XML Merge 2.0 Manual

Introduction to XML Merge

XML Merge is an XML file preprocessor. XML Merge allows to recursively include XML files (called "XML fragments" in this document) and to modify XML elements and attributes. The result of the preprocessing is a single XML output file.

XML Merge Processing Diagram

XML Merge is a Python module. It is normally invoked as a program from the command line, but can equally well be used from within another Python program or module. Both use cases are described in this manual in great depth.

Run-time Requirements (Dependencies and Compatibilities) of XML Merge

XML Merge was developed and tested using Python 2.6.4 and lxml 2.2.2. It seems to work with Python 2.5 and lxml 2.1 as well. For future development, only compatibility with Python 2.5 (and later also 3.1) will be aspired.

You can download Python from http://www.python.org/, and lxml from http://codespeak.net/lxml/.

The Code of XML Merge

XML Merge is hosted at http://repo.or.cz/w/xmlmerge.git. That website shows you the version control history of the source code. To get to the XML Merge source code itself, use the "tree" or "snapshot" links.

XML Merge is free software: you can redistribute it and/or modify it under the terms of the GNU Lesser General Public License as published by the Free Software Foundation, either version 3 of the License, or (at your option) any later version.

XML Merge is distributed in the hope that it will be useful, but WITHOUT ANY WARRANTY; without even the implied warranty of MERCHANTABILITY or FITNESS FOR A PARTICULAR PURPOSE. See the GNU Lesser General Public License (COPYING.LGPL3 and COPYING.GPL3) for more details.

The source code of XML Merge is one single file of less than 1000 lines: xmlmerge.py. It is well-documented, conforms to http://www.python.org/dev/peps/pep-0008/ (Python style guide), and is readable by any Python programmer woh knows his way around http://docs.python.org/, especially "Library Reference" and "Language Reference".

It starts out with the module comments and doc string, followed by imports and constants. Next comes the command line parsing class and function. "XML processing and comparison" comprises the toplevel functions associated with that, followed by the XML Preprocess class. At the end of the code, you'll find the main function that is run if xmlmerge.py is used from the command line (as opposed to being used as a Python module).
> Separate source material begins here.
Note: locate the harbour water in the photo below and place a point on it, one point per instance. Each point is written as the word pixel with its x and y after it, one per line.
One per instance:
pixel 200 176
Using XML Merge as a Python Module

Looking at the code of main() and the documentation in the source code should give you a good idea what parts you might want to call individually.

A Complete Example

Run: xmlmerge.py -i document.xml -o document.out.xml

Input File (document.xml)
<?xml version='1.0' encoding='utf-8'?> <Document xmlns:xm="urn:felixrabe:xmlns:xmlmerge:preprocess"> <xm:Var greeting="'Hello'" addressee="'World'"/> <Paragraph><xm:Text>{greeting} {addressee}</xm:Text></Paragraph> </Document>

Output File (document.out.xml)
<?xml version='1.0' encoding='utf-8'?> <Document> <Paragraph>Hello World</Paragraph> </Document>

XML Preprocessing

The element names of the <xm:*/> tags are not case sensitive, though of course start and end tags have to match in case, according to the XML standard. The XML namespace used for these tags is xmlns:xm="urn:felixrabe:xmlns:xmlmerge:preprocess".

Please note that whitespace has been simplified in the output of the examples below, and may not match actual XML Merge output.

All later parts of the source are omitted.